Adjunct Associate Professor of Writing Jeremy Tiang won the Obie Award for Outstanding New Play last week. Tiang won the prize recognizing Off- and Off-Off Broadway productions for their play Salesman之死. Salesman之死 is their second play.
Salesman之死 retells the story of Arthur Miller staging Death of a Salesman with an all-Chinese cast in 1983 Beijing. The play centers on Shen Huihui, Miller’s interpreter at the Beijing People’s Art Theatre. Recently out of the Cultural Revolution, the Chinese cast has never encountered a salesman. This impossible translation sparks a gripping story about cultural confusion and unexpected encounters.

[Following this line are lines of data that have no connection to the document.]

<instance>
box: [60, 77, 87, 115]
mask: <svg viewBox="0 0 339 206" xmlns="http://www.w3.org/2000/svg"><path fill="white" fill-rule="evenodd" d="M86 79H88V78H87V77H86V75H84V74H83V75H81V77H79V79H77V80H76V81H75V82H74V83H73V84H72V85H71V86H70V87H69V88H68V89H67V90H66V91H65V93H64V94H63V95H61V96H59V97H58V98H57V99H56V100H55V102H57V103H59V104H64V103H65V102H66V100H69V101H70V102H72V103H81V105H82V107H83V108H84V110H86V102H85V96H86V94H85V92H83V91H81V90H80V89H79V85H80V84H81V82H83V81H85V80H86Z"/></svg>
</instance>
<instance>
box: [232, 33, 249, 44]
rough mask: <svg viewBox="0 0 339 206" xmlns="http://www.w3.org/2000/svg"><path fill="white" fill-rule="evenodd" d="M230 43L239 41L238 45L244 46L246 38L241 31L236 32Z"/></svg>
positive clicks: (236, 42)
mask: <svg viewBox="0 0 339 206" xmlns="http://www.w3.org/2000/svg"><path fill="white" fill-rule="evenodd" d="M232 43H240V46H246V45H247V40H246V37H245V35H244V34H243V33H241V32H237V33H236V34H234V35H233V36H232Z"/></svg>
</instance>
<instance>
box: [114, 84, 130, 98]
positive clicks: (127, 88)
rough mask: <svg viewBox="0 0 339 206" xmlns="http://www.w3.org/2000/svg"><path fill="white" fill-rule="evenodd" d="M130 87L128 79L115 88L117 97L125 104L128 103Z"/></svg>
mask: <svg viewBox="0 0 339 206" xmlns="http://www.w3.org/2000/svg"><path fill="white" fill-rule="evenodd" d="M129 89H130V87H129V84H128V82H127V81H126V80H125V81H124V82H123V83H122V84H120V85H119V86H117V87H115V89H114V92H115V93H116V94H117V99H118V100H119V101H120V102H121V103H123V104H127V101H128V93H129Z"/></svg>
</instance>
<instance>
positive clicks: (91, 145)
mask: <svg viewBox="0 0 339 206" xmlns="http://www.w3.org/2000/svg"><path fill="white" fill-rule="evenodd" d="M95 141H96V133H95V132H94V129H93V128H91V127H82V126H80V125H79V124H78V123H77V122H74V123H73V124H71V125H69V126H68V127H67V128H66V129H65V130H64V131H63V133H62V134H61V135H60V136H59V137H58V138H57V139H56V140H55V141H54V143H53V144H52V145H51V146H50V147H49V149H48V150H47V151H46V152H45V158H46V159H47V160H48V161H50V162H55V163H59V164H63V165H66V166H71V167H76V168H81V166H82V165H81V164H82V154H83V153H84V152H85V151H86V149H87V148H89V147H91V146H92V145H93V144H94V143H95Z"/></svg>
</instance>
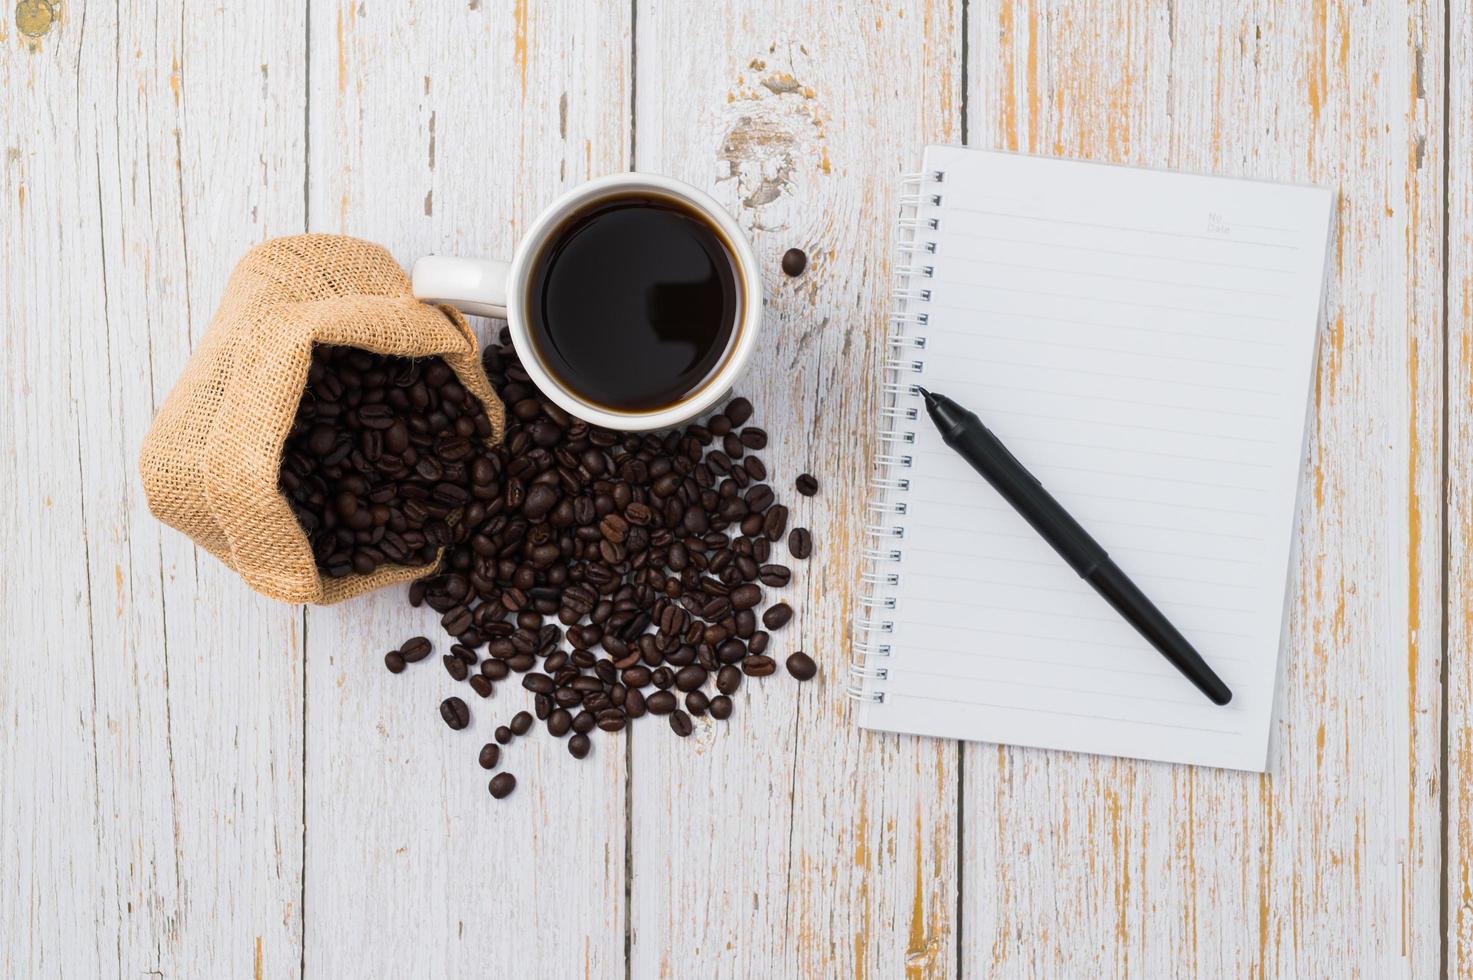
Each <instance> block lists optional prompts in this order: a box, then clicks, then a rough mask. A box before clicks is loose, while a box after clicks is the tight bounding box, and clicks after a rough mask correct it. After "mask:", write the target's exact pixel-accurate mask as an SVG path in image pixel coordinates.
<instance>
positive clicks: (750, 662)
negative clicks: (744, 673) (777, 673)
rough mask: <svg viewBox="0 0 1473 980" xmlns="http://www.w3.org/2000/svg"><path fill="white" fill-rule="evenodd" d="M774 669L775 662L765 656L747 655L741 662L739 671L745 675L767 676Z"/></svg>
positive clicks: (775, 663)
mask: <svg viewBox="0 0 1473 980" xmlns="http://www.w3.org/2000/svg"><path fill="white" fill-rule="evenodd" d="M776 669H778V665H776V662H773V659H772V657H767V656H757V657H747V659H745V660H742V662H741V671H742V673H745V675H747V676H767V675H769V673H772V672H773V671H776Z"/></svg>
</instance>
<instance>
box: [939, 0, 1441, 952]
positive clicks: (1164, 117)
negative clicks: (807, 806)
mask: <svg viewBox="0 0 1473 980" xmlns="http://www.w3.org/2000/svg"><path fill="white" fill-rule="evenodd" d="M1442 25H1444V21H1442V9H1441V6H1439V4H1436V3H1433V1H1430V0H1427V1H1423V3H1411V4H1407V6H1399V4H1361V3H1342V1H1337V0H1318V1H1317V3H1312V4H1309V3H1305V4H1283V3H1279V4H1274V3H1255V1H1252V0H1243V1H1239V3H1230V4H1226V9H1223V7H1221V6H1212V7H1211V9H1209V7H1206V6H1203V4H1174V6H1171V4H1165V6H1161V4H1150V3H1145V1H1139V3H1137V1H1121V3H1112V4H1072V3H1064V1H1050V0H978V3H974V4H972V7H971V12H969V27H971V44H969V52H971V59H972V60H971V63H969V84H971V93H969V112H971V125H969V133H971V139H972V141H974V143H977V144H987V146H1002V147H1013V149H1021V150H1036V152H1044V153H1059V155H1068V156H1081V158H1090V159H1106V161H1118V162H1131V164H1152V165H1170V167H1180V168H1186V169H1196V171H1208V172H1218V174H1239V175H1251V177H1265V178H1282V180H1302V181H1315V183H1323V184H1329V186H1333V187H1336V189H1337V190H1339V192H1340V200H1339V215H1337V227H1336V233H1335V236H1336V237H1335V242H1333V249H1332V253H1333V267H1332V270H1330V280H1329V281H1330V284H1329V292H1327V299H1326V309H1327V312H1326V323H1327V326H1326V327H1324V336H1323V348H1321V358H1320V365H1318V376H1317V388H1315V399H1314V402H1315V404H1314V413H1315V414H1314V424H1312V441H1311V448H1309V452H1308V460H1307V464H1305V470H1304V482H1302V486H1304V491H1302V494H1301V497H1302V503H1301V511H1299V532H1298V542H1296V544H1298V559H1296V561H1298V564H1296V567H1295V572H1293V576H1292V584H1290V588H1292V595H1290V604H1289V610H1290V615H1289V622H1287V650H1286V656H1284V666H1283V679H1282V682H1280V690H1282V697H1280V710H1279V715H1277V721H1276V728H1274V744H1273V749H1271V763H1270V765H1271V771H1270V774H1268V775H1265V777H1262V778H1258V777H1251V775H1239V774H1230V772H1214V771H1206V769H1187V768H1171V766H1159V765H1145V763H1134V762H1122V760H1111V759H1091V757H1086V756H1069V755H1055V753H1044V752H1030V750H1013V749H978V750H972V749H969V750H968V752H966V756H965V784H963V805H965V808H966V813H968V821H969V827H968V833H966V837H965V847H963V861H965V869H963V903H962V906H963V908H962V915H963V921H965V928H966V949H965V955H963V962H962V971H963V974H965V976H1036V974H1040V973H1041V974H1055V976H1124V974H1139V976H1183V974H1187V973H1200V974H1202V976H1368V977H1395V976H1413V977H1424V976H1433V974H1435V973H1436V970H1438V956H1439V951H1438V942H1436V936H1438V914H1439V902H1438V893H1439V867H1438V864H1439V850H1438V847H1439V813H1438V811H1439V800H1438V788H1439V787H1438V775H1439V769H1438V766H1439V750H1441V747H1439V696H1441V690H1439V668H1441V665H1439V619H1441V585H1439V584H1441V554H1439V541H1441V520H1439V477H1441V442H1439V439H1441V413H1442V379H1441V374H1442V329H1441V307H1442V304H1441V258H1442V251H1441V239H1442V218H1441V212H1439V208H1441V192H1442V80H1444V74H1442V72H1444V69H1442V52H1444V38H1442Z"/></svg>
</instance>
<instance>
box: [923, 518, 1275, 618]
mask: <svg viewBox="0 0 1473 980" xmlns="http://www.w3.org/2000/svg"><path fill="white" fill-rule="evenodd" d="M916 526H922V528H927V529H931V531H946V532H952V531H955V529H953V528H941V526H937V525H906V531H909V529H910V528H916ZM922 550H924V548H922ZM1189 557H1196V556H1189ZM1008 563H1009V564H1037V566H1040V567H1058V564H1059V559H1052V560H1046V559H1021V557H1016V556H1009V557H1008ZM907 578H932V579H944V581H947V582H975V579H969V578H965V576H959V575H934V573H931V572H910V575H909V576H907ZM1139 578H1140V581H1143V582H1145V581H1149V579H1150V578H1155V579H1156V581H1170V582H1186V584H1189V585H1211V587H1212V588H1239V589H1246V591H1258V589H1261V588H1262V584H1261V582H1223V581H1217V579H1200V578H1196V576H1190V575H1173V576H1170V578H1164V576H1159V575H1158V576H1149V575H1140V576H1139ZM1100 622H1114V620H1112V619H1111V617H1100Z"/></svg>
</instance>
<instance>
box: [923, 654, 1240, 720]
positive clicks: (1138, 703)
mask: <svg viewBox="0 0 1473 980" xmlns="http://www.w3.org/2000/svg"><path fill="white" fill-rule="evenodd" d="M1018 663H1022V662H1018ZM1096 669H1097V671H1100V672H1103V673H1114V671H1111V669H1109V668H1096ZM894 671H896V672H900V671H904V672H906V675H909V676H937V678H946V679H950V681H975V682H980V684H999V685H1008V687H1022V688H1028V690H1034V691H1056V693H1059V694H1087V696H1090V697H1114V699H1117V700H1122V701H1130V703H1133V704H1139V703H1142V701H1149V703H1155V704H1175V706H1177V707H1196V706H1198V704H1199V701H1198V700H1196V699H1190V700H1189V699H1184V697H1159V696H1153V694H1139V693H1131V694H1117V693H1114V691H1100V690H1099V688H1089V687H1069V685H1065V684H1038V682H1037V681H1013V679H1003V678H996V676H977V675H960V676H959V675H956V673H947V672H941V671H916V669H912V668H900V666H897V668H894ZM1234 679H1236V678H1234ZM1223 682H1224V684H1227V682H1228V678H1223ZM1230 687H1231V685H1230ZM1231 710H1233V709H1231V707H1230V706H1224V713H1228V712H1231Z"/></svg>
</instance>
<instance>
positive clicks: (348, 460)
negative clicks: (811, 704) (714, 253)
mask: <svg viewBox="0 0 1473 980" xmlns="http://www.w3.org/2000/svg"><path fill="white" fill-rule="evenodd" d="M358 363H361V358H349V361H346V363H343V364H339V365H337V367H336V368H334V373H333V374H331V376H328V374H326V373H324V374H323V376H321V377H323V380H321V385H323V389H324V392H326V393H327V398H330V399H336V401H333V402H331V404H333V405H337V407H336V408H331V407H330V408H327V410H326V414H323V411H321V407H318V410H317V416H314V420H312V423H311V427H308V429H306V430H305V435H303V433H298V435H302V438H303V441H312V444H311V447H308V448H312V449H314V451H315V452H317V454H318V457H317V460H315V461H311V463H312V464H311V466H308V467H306V469H302V472H300V473H296V472H295V470H293V469H292V467H284V472H290V473H292V476H289V477H283V483H284V485H286V483H290V485H293V488H295V489H290V491H287V492H292V494H296V492H298V489H299V488H300V486H302V485H303V483H309V485H311V486H312V489H311V491H309V492H308V494H306V495H305V497H302V495H300V494H298V495H299V497H302V500H299V501H298V503H299V504H300V507H296V511H298V514H299V520H303V529H306V528H308V525H309V519H303V517H302V513H303V511H311V510H312V508H314V507H318V508H320V510H321V511H323V513H324V514H326V516H324V517H321V519H320V520H321V523H320V525H318V526H317V528H314V529H311V531H308V536H309V539H312V542H314V547H317V544H318V539H321V541H323V551H321V553H320V554H318V553H314V554H318V557H320V560H330V561H328V563H330V564H333V566H334V567H336V566H346V569H348V572H351V570H355V569H359V567H361V569H370V570H371V569H377V567H380V564H382V563H383V561H393V563H398V564H414V563H417V561H420V560H426V556H430V557H435V556H437V557H439V566H437V569H436V570H435V572H433V573H430V575H427V576H424V578H421V579H418V581H415V582H412V584H411V585H409V595H408V598H409V601H411V604H424V606H429V607H430V609H432V610H435V613H436V615H437V616H439V617H440V625H442V628H443V629H445V631H446V632H448V634H449V635H451V641H452V645H451V647H449V656H446V657H445V659H443V663H445V669H446V671H448V672H449V673H451V675H452V676H455V678H457V679H468V682H470V685H471V688H473V690H474V691H476V693H477V694H480V696H482V697H489V696H491V694H492V693H493V691H495V685H496V682H498V681H502V679H505V678H507V676H510V675H511V673H513V672H516V673H521V675H524V676H523V678H521V685H523V687H524V688H526V690H529V691H532V694H533V704H535V709H536V710H535V716H536V719H539V721H542V722H544V724H545V725H546V728H548V731H549V732H551V734H552V735H554V737H569V752H570V753H572V755H573V756H574V757H579V759H582V757H585V756H586V755H588V752H589V735H591V732H592V731H594V729H595V728H598V729H601V731H607V732H619V731H623V729H625V728H626V727H627V724H629V722H630V721H635V719H638V718H642V716H644V715H647V713H648V715H666V716H669V719H670V727H672V729H673V731H675V732H676V734H678V735H681V737H686V735H689V734H692V731H694V728H695V725H694V722H692V716H697V718H700V716H703V715H706V716H711V718H716V719H729V718H731V715H732V712H734V707H735V706H734V703H732V696H734V694H735V693H737V691H738V690H739V688H741V687H742V684H744V678H745V676H754V678H756V676H767V675H770V673H773V672H775V671H776V669H778V663H776V662H775V660H773V659H772V657H769V656H767V648H769V643H770V634H769V631H773V629H781V628H782V626H785V625H787V623H788V622H790V620H791V617H792V609H791V607H790V606H788V604H787V603H776V604H773V606H770V607H766V609H763V607H764V604H766V603H767V601H770V598H772V594H770V592H769V589H781V588H788V587H790V585H791V584H792V572H791V569H790V567H788V566H785V564H779V563H775V561H772V557H773V556H772V551H773V542H778V541H782V538H784V536H787V538H788V544H790V551H792V553H794V554H797V551H795V550H794V542H795V541H797V539H798V538H800V536H803V535H807V531H806V529H800V528H794V529H791V532H790V528H788V517H790V514H788V508H787V505H784V504H782V503H781V501H779V500H778V494H776V492H775V491H773V486H772V483H769V482H767V480H769V475H767V466H766V464H764V463H763V460H762V457H760V452H762V451H763V449H766V447H767V444H769V436H767V433H766V432H764V430H763V429H760V427H757V426H753V424H750V423H751V420H753V405H751V402H750V401H747V399H745V398H734V399H731V402H728V405H726V407H725V408H723V410H722V413H719V414H716V416H711V417H710V419H707V420H706V421H704V423H692V424H688V426H685V427H683V429H678V430H673V432H666V433H626V432H613V430H607V429H600V427H597V426H591V424H588V423H585V421H580V420H576V419H573V417H570V416H567V414H566V413H563V411H561V410H557V408H555V407H552V405H549V404H546V402H545V399H544V398H542V396H541V395H539V393H538V391H536V388H535V386H533V385H532V383H530V379H529V376H527V373H526V371H524V370H523V368H521V364H520V361H518V358H517V355H516V352H514V351H513V349H511V348H510V346H508V342H507V333H505V332H502V336H501V339H499V342H498V343H496V345H492V346H489V348H486V351H485V352H483V355H482V363H483V365H485V368H486V374H488V377H489V379H491V382H492V385H493V388H495V389H496V391H498V393H499V395H501V398H502V401H504V404H505V407H507V427H505V438H504V441H502V444H501V445H493V447H491V445H486V441H485V436H486V435H489V433H483V432H482V430H480V429H482V426H480V421H479V420H480V416H482V413H480V411H479V407H473V405H471V404H470V398H468V395H467V393H465V391H464V389H463V388H461V386H460V385H458V382H457V379H455V377H454V374H452V373H451V371H449V368H448V367H445V365H443V364H437V365H435V364H421V365H420V367H418V368H417V373H414V371H411V373H408V374H405V376H404V379H402V383H401V377H399V376H398V374H395V373H393V371H392V370H387V368H382V367H377V368H376V367H373V365H371V364H367V365H364V367H356V364H358ZM355 371H356V374H355ZM345 379H346V382H345ZM314 392H315V389H314ZM379 392H382V393H379ZM314 396H315V395H314ZM334 413H336V414H334ZM349 414H351V416H352V419H348V417H346V416H349ZM318 416H321V417H318ZM339 416H343V417H345V419H343V424H339V423H337V421H336V420H337V417H339ZM355 426H356V427H355ZM343 432H346V433H349V435H348V436H343V435H342V433H343ZM386 455H387V457H392V458H389V460H387V463H384V457H386ZM330 458H331V461H330V463H328V461H327V460H330ZM293 466H298V469H300V466H299V461H298V463H295V464H293ZM365 466H367V467H368V470H365V469H364V467H365ZM314 467H315V469H314ZM328 467H337V469H336V470H330V469H328ZM376 467H377V469H376ZM370 470H371V472H370ZM795 485H797V488H798V492H800V494H806V495H807V494H812V492H815V491H816V489H818V480H815V479H813V477H812V476H810V475H807V473H804V475H803V476H801V477H800V479H798V482H797V483H795ZM314 494H315V495H314ZM800 532H801V535H800ZM328 545H331V547H328ZM806 547H807V548H810V547H812V545H810V544H807V545H806ZM798 550H803V545H800V547H798ZM359 551H362V553H364V554H359ZM376 551H383V553H384V556H383V557H382V559H379V556H377V554H376ZM376 560H379V561H380V564H373V561H376ZM339 570H342V567H339ZM324 572H327V569H326V567H324ZM348 572H343V573H348ZM328 573H330V572H328ZM564 638H566V640H567V644H563V640H564ZM430 651H432V650H430V641H429V640H427V638H424V637H415V638H411V640H409V641H407V643H405V645H404V647H402V648H401V650H399V651H396V654H392V656H398V657H399V659H402V662H405V663H408V662H411V660H414V659H423V657H426V656H429V653H430ZM797 656H800V654H794V657H791V659H790V662H788V671H790V672H791V673H792V675H794V676H800V675H801V673H803V672H804V666H801V662H798V660H797ZM804 659H806V657H804ZM392 663H393V660H390V659H389V657H386V665H392ZM809 665H812V660H809ZM812 671H813V673H809V676H813V675H815V673H816V665H812ZM713 678H714V687H716V691H713V693H710V694H709V693H707V690H706V685H707V681H710V679H713ZM452 701H454V703H455V704H458V706H460V707H458V710H457V709H452V707H442V715H445V718H446V722H448V724H451V725H452V727H457V725H458V727H465V725H468V724H470V713H468V710H467V709H465V706H464V701H460V700H458V699H452V700H448V701H446V706H449V704H451V703H452ZM452 719H454V721H452ZM530 728H532V715H530V713H527V712H518V713H517V715H516V716H514V718H513V719H511V722H510V725H502V727H499V728H496V731H495V734H493V741H492V743H488V744H489V746H492V747H496V746H501V744H507V743H510V741H513V740H514V738H516V737H518V735H526V734H529V731H530ZM496 762H498V763H499V749H498V757H496ZM507 791H508V793H510V785H508V788H507Z"/></svg>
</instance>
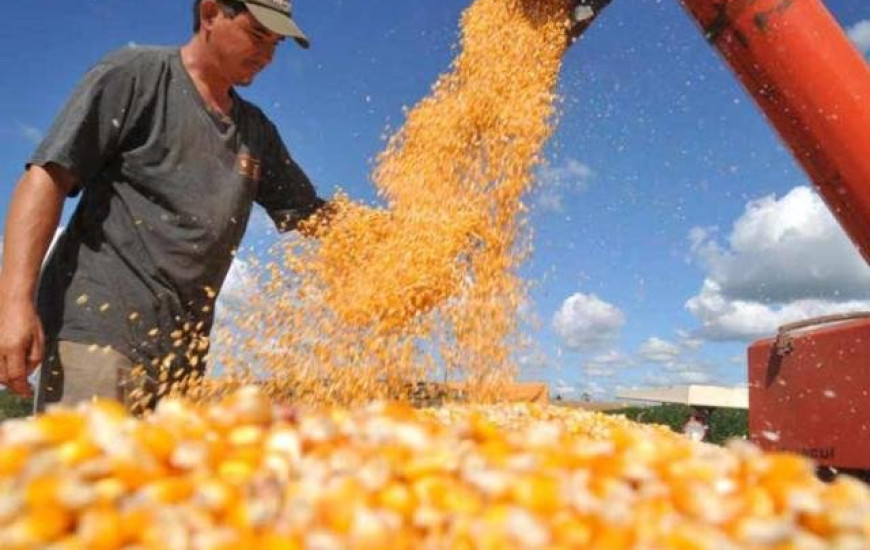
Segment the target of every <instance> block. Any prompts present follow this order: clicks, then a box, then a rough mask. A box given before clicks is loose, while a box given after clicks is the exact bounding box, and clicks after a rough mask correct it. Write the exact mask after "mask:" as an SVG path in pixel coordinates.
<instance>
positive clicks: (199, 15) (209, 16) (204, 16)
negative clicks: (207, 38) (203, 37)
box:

之死, pronounced zhīsǐ, means “death of” and completes the classic title. The title’s bilingual stance continues throughout the play, which is performed in English and Mandarin with subtitles projected onto the stage in both languages.
Salesman 之死 debuted at the Off-Broadway venue Connelly Theatre in 2023 and was most recently staged at the Yangtze Repertory Theatre, off Canal Street in Chinatown. Yangtze Repertory has produced theatre by, for and about the AAPI community since 1992. The initial run featured Annie Jin Wang ’20 as the production’s dramaturg and Yining Cao ’25 as the show’s producing associate.
Tiang joined the Writing program as faculty in 2021 and has won numerous awards for their novels and translations, including the International Booker Prize, PEN Translates Award and the Singapore Literature Prize. Raised in Singapore, they now live in Flushing, Queens.